Just like a release for the newest iPhone, people lined up around the block to get the newest high cut gloves.
Some of them were camped out for weeks!
But here’s the thing: Most people don’t need them!
Shortly after the standards were updated, Superior Glove president, Tony Geng, sat down with textile manufacturer DSM Dyneema® to discuss the need for these new high cut gloves.
“One thing that I’m worried about is that some people will think immediately that they have to go to the highest standard possible and really I don’t think that there are many industries out there that are going to need an A9, 6,000 gram, cut glove. Maybe in meat packing, maybe in some automotive there’s a place for it. But don’t automatically jump to the conclusion.
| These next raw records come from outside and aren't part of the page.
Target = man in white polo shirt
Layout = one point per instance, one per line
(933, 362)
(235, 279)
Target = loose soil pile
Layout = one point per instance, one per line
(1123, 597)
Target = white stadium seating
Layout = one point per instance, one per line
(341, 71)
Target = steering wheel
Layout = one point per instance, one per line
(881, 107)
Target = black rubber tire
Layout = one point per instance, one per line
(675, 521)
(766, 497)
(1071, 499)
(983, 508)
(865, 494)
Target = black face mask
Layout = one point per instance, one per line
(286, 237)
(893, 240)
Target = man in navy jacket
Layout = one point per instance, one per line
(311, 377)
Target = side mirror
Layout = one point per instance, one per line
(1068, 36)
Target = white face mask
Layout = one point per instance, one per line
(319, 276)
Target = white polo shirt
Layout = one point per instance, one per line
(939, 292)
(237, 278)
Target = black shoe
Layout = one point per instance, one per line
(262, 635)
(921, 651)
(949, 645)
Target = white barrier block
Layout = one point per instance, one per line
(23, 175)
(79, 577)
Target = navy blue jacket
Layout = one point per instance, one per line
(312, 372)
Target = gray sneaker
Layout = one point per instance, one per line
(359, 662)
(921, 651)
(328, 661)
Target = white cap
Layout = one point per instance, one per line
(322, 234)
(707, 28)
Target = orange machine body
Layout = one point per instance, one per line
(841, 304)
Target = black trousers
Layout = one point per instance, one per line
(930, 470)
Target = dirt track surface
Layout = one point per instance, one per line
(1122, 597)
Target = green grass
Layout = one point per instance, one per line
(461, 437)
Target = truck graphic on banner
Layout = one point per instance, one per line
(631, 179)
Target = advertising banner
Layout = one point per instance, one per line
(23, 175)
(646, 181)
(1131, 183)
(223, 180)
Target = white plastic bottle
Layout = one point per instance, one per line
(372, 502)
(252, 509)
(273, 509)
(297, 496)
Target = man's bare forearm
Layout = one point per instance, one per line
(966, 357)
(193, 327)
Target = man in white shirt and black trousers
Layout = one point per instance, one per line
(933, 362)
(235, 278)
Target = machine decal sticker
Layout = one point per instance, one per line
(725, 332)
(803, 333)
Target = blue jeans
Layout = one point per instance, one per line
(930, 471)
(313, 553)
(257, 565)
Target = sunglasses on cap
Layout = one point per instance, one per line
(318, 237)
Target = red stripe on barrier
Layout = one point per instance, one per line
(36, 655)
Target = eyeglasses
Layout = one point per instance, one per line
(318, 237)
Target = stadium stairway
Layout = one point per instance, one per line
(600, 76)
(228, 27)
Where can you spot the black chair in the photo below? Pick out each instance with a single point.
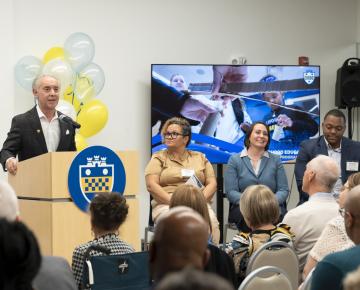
(117, 272)
(149, 229)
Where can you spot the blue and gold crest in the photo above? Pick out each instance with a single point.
(96, 176)
(96, 169)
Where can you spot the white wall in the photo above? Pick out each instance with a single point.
(131, 34)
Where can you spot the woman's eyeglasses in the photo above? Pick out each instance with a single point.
(172, 135)
(342, 212)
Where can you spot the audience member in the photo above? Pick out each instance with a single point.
(309, 219)
(330, 271)
(352, 280)
(174, 166)
(108, 211)
(193, 279)
(260, 209)
(19, 256)
(344, 151)
(333, 238)
(219, 262)
(254, 165)
(55, 272)
(180, 240)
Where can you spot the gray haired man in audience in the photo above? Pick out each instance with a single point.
(330, 271)
(180, 240)
(309, 219)
(55, 272)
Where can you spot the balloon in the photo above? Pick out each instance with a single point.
(80, 50)
(66, 108)
(90, 82)
(26, 70)
(70, 96)
(92, 117)
(62, 71)
(80, 142)
(52, 53)
(84, 88)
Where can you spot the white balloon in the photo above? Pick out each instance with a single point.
(80, 50)
(26, 70)
(66, 108)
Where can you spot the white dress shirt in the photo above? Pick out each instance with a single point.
(335, 154)
(51, 130)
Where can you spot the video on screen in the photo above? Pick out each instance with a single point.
(221, 102)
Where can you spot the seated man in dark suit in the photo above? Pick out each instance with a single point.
(180, 240)
(39, 130)
(344, 151)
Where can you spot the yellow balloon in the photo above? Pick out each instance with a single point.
(54, 52)
(81, 142)
(92, 117)
(70, 96)
(84, 88)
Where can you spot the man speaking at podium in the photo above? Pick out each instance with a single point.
(40, 130)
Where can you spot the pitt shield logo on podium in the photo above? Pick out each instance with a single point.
(94, 170)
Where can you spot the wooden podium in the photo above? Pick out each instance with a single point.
(46, 207)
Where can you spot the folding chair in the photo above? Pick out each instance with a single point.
(275, 279)
(306, 285)
(278, 254)
(117, 272)
(149, 229)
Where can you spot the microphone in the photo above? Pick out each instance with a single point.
(70, 121)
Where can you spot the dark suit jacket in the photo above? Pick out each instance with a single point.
(350, 151)
(27, 140)
(55, 273)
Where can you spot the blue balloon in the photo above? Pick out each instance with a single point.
(26, 70)
(79, 50)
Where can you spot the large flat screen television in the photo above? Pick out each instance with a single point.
(221, 101)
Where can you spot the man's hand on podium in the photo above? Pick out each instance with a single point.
(11, 165)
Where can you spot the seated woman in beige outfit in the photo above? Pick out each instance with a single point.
(172, 167)
(333, 238)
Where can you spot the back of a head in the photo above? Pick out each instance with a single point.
(192, 279)
(180, 239)
(191, 196)
(259, 206)
(326, 170)
(9, 206)
(19, 256)
(108, 211)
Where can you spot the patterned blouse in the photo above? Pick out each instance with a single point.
(332, 239)
(244, 245)
(110, 241)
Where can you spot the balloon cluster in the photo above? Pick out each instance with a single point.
(81, 81)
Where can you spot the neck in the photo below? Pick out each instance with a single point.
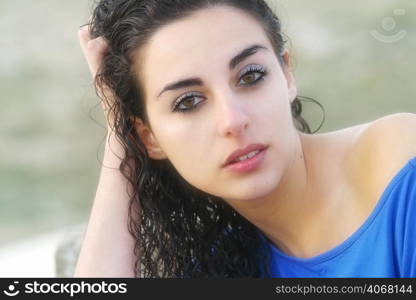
(288, 215)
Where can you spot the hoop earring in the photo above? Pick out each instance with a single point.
(297, 110)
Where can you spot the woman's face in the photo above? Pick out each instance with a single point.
(221, 104)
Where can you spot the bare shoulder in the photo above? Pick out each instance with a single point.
(381, 148)
(391, 140)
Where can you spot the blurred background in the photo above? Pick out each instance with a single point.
(356, 58)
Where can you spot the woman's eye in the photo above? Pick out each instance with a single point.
(252, 75)
(187, 103)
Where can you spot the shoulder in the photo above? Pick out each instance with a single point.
(391, 139)
(381, 148)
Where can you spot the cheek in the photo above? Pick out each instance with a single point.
(187, 150)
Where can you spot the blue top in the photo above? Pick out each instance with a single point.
(383, 246)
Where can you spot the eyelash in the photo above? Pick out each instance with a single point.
(249, 70)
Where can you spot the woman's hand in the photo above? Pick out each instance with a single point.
(94, 51)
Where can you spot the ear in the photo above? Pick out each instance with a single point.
(148, 139)
(288, 71)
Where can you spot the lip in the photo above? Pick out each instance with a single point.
(241, 152)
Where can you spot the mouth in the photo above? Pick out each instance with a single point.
(246, 159)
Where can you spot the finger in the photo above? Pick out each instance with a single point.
(93, 49)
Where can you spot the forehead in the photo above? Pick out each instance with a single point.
(207, 37)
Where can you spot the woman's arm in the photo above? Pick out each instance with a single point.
(107, 249)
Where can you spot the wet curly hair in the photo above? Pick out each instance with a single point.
(180, 232)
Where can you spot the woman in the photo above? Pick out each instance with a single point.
(219, 173)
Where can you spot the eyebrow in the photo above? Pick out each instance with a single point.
(234, 62)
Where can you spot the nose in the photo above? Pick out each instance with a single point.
(232, 119)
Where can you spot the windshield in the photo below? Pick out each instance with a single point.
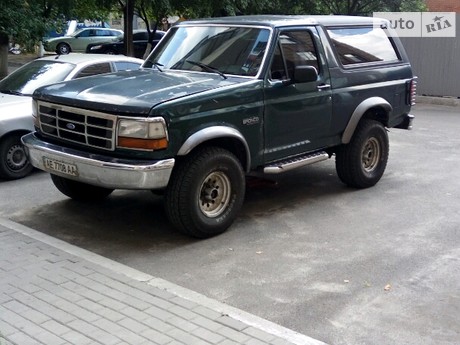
(230, 50)
(28, 78)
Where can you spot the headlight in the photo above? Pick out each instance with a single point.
(150, 134)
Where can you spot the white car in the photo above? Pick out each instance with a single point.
(79, 40)
(16, 98)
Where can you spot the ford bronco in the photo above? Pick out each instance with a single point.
(220, 98)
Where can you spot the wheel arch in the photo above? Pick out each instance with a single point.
(221, 136)
(376, 108)
(16, 132)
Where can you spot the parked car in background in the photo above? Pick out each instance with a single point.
(16, 101)
(140, 40)
(79, 40)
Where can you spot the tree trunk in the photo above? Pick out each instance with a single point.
(4, 40)
(128, 27)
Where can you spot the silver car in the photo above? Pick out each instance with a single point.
(16, 101)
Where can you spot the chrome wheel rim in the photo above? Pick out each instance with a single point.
(370, 156)
(214, 194)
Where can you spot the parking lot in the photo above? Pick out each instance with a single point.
(374, 266)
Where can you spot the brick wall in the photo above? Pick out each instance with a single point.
(443, 5)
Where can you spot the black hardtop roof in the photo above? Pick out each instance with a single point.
(287, 20)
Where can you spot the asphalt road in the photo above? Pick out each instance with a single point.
(374, 266)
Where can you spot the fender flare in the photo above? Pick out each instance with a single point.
(215, 132)
(360, 111)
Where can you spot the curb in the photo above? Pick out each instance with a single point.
(441, 100)
(240, 315)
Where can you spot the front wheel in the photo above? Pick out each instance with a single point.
(13, 160)
(362, 162)
(78, 190)
(206, 192)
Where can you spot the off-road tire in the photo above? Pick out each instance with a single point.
(14, 163)
(362, 162)
(206, 192)
(80, 191)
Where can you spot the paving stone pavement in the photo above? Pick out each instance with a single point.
(52, 292)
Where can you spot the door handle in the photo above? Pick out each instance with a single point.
(323, 87)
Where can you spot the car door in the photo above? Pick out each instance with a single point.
(297, 115)
(82, 40)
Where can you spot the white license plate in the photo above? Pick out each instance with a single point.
(61, 167)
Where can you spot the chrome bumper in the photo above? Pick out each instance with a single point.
(100, 170)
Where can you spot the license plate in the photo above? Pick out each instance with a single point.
(61, 167)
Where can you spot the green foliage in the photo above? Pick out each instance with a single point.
(366, 7)
(26, 21)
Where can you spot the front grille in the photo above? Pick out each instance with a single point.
(76, 125)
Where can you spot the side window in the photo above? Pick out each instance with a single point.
(358, 45)
(94, 69)
(123, 65)
(84, 33)
(295, 48)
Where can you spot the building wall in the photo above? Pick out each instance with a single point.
(443, 5)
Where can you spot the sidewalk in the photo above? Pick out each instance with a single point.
(52, 292)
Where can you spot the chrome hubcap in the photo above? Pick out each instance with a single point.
(214, 194)
(370, 155)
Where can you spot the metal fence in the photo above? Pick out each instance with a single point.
(436, 62)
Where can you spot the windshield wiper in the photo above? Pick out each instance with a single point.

Say I was using an A4 or A5 [glove] therefore I immediately have to go to an A9. No, you really have to think about the adoption because the number one thing you have to remember is compliance and getting people to wear the gloves and keep them on all the time, that’s still the most important thing.”
There are times when more IS better:
But if you’re thinking that a bit of cut protection is good so more cut protection is better, that’s a problem.
For a glove to reach the highest levels of cut resistance, a lot of engineering is involved and a lot of strong fibers — steel, composite filament fiber, Kevlar®, high performance polyethylene — are married together.
High cut gloves will be stiffer and you’ll need to exert more energy to move in them.
That’s not a bad trade-off if it’s protecting you from serious injury. But if it’s minor cuts you’re looking to stop then a cut level A4 glove has a better balance between cut protection and dexterity.
When the standard first changed from five to nine levels of cut resistance our sales team got a lot of calls from people wanting to upgrade to level 9.
The reason was that they were using cut 5 gloves — the highest level of cut resistance at the time. Logically they would need to use the highest level on the new standard as well.
But rather than thinking only about the levels, it’s important to look at the numbers associated with the levels.
As pictured above, the old ANSI level 5 was classified as anything over 3500 grams. Meaning that if your cut level 5 glove offered 3501 grams of cut protection, you should be buying a level A6 glove, not an A9 glove.
Like Tony mentioned in the video, there are industries that will require level A7, A8 or A9 for protection from cuts.
For instance, the pulp and paper industry.
Paper producing mills use extremely sharp slitter blades to cut down larger rolls of product. Slitter blades are being adjusted, maintained or replaced by hand on an hourly basis and the risk for serious injury is high.
The right time to use a high cut glove is if you’re consistently handling sharp objects and the injury could result in serious injury. Plain and simple.